Al oscurecer del 10 de Noviembre llamó a la puerta de Cecilia un antiguo amigo suyo, a quien no veía desde su concu­binaje con Leonardo.
 
–¡José Dolores!, -exclamó ella echándole los brazos al cuello, anegada en lágrimas-. ¿Qué buen ángel te envía a mí?
 
–Vengo, repuso él con triste semblante y tono de voz te­rrible, porque me dijo el corazón que Cecilia podía necesi­tarme. 

–¡José Dolores! ¡José Dolores de mi alma! Ese casamiento no debe efectuarse. 

–¿Nó? ¡Nó...!

–Pues cuente mi Cecilia que no se efectuará.

Sin más, se desprendió él de sus brazos y salió a la calle. Cecilia a poco, con el pelo desmadejado y el traje suelto, corrió a la puerta y gritó de nuevo:

–¡José! ¡José Dolores! ¡ ¡A ella, a él, no...!


I
nútil advertencia. El músico ya había doblado la esquina de la calle de las Damas. Ardían numerosos cirios y bujías en el altar mayor de la iglesia del Santo Angel Custodio. Algunas personas se veían de pié, apoyadas en el pretil de la ancha meseta en que termi­nan las dos escalinatas de piedra. Por la que mira a la calle de Compostela subía un grupo numeroso de señoras y caba­lleros, cuyos carruajes quedaban abajo.

Ponían los novios el pié en el último escalón de la entrada a la iglesia, cuando un hombre, que venía por la parte contraria, con el sombrero calado hasta las cejas, cruzó la meseta en sentido diagonal y tropezó con Leonardo, en el esfuerzo de ganar antes que éste, el costado del sur de la iglesia: por donde al fin desapareció.
 
Se llevo el joven Leonardo la mano al lado izquierdo, dio un gemido sordo, quiso apoyarse del el brazo de Isabel, rodó y cayó a sus pies, salpicándole de sangre el brillante traje de novia de seda blanco.
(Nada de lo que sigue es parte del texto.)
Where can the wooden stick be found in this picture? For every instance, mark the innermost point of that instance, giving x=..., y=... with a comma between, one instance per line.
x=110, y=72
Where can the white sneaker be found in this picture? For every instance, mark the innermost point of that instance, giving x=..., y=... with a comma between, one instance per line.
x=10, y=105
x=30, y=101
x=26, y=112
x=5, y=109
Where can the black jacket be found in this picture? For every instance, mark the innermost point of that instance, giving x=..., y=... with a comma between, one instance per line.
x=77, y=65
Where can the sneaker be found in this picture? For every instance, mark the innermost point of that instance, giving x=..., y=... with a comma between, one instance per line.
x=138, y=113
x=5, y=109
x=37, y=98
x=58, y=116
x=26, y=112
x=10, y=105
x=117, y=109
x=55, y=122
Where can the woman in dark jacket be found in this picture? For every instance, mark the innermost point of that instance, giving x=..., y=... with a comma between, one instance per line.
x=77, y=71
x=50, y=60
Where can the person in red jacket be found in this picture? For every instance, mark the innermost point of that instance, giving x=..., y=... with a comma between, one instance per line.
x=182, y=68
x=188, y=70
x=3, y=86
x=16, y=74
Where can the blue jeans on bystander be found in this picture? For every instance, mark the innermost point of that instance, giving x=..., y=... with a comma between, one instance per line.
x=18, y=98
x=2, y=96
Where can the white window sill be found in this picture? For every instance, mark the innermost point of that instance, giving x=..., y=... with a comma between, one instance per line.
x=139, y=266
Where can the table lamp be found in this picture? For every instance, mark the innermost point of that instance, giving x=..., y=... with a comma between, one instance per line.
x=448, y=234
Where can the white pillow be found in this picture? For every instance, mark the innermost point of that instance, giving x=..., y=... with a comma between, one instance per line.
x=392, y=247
Rozándole el brazo a la altura de la tetilla, le entró la punta del cuchillo, camino derecho al corazón. [...]

Lejos de aplacar a doña Rosa el convencimiento, de que  Cecilia Valdés era hija adúltera de su marido y media hermana por ende de su desgraciado hijo, eso mismo pareció encenderla en ira y en el deseo desapoderado de venganza. Persiguió, pues, a la muchacha con verdadero encarnizamiento y no le fue difícil hacer que la condenaran como cómplice en el ase­sinato de Leonardo, a un año de encierro en el hospital de Paula. Por estos caminos llegaron a reconocerse y abrazarse la hija y la madre; habiendo ésta recobrado el juicio, como suelen los locos, pocos momentos antes de que su espíritu abandonase la mísera envoltura humana.
 

Por lo que hace a Isabel Gomez, desengañada de que no encontraría la dicha ni la quietud del alma en la sociedad dentro de la cual le tocó nacer, se retiró al convento de las monjas Teresas ó Carmelitas y allí profesó al cabo de un año de noviciado.